I’ve seriously written way too much about the train ride already, so I’ll keep the next bit short.  We get off the bus at the ferry terminal… or did we have to take a songthaew there?  I forget.  Either way, we get to the ferry, wait a bit, get on, hang out for the hour trip to the island.  It’s really pretty and the sun is still up and life is good.  Onto the island, and there’s a bunch of songthaew waiting around to take all the passengers to their respective accommodation.  We get on one, pay the fixed rate, and enjoy the hour up and down steep hills that take us from the north tip of the island to three-quarters of the way down the west side.  The view most of the time is jungly and roady and pretty regular, until you climb up a few hairpin bends and get the rewarding view of the ocean with the sun hanging out near the horizon.  Awesome. 

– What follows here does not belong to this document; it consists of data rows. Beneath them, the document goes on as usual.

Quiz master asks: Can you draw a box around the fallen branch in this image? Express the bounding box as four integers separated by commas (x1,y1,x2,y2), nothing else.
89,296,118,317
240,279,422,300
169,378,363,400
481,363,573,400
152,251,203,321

Eventually we make it to Lonely Beach, check into a guesthouse with bungalows that Sean found online.  The place was nice, with trees everywhere, very colourful, delicious food, hammocks… but an undeniable stank of mould in the rooms and showers that kind of spurt and sputter out when they feel like it, and generally not the standard of your average person who wants a decent place to sleep in comfort. 

The walk to the beach from our bungalows 
We stay one night and then Annie and Danny find us a super awesome affordable place on the beach with fancy bungalows with giant windows and great sunset views and nice porches on which to hang out.  Finally, we’re home and we can relax, take it easy, check out the beach, enjoy island life, and get started with Danny and our new tattoo plans.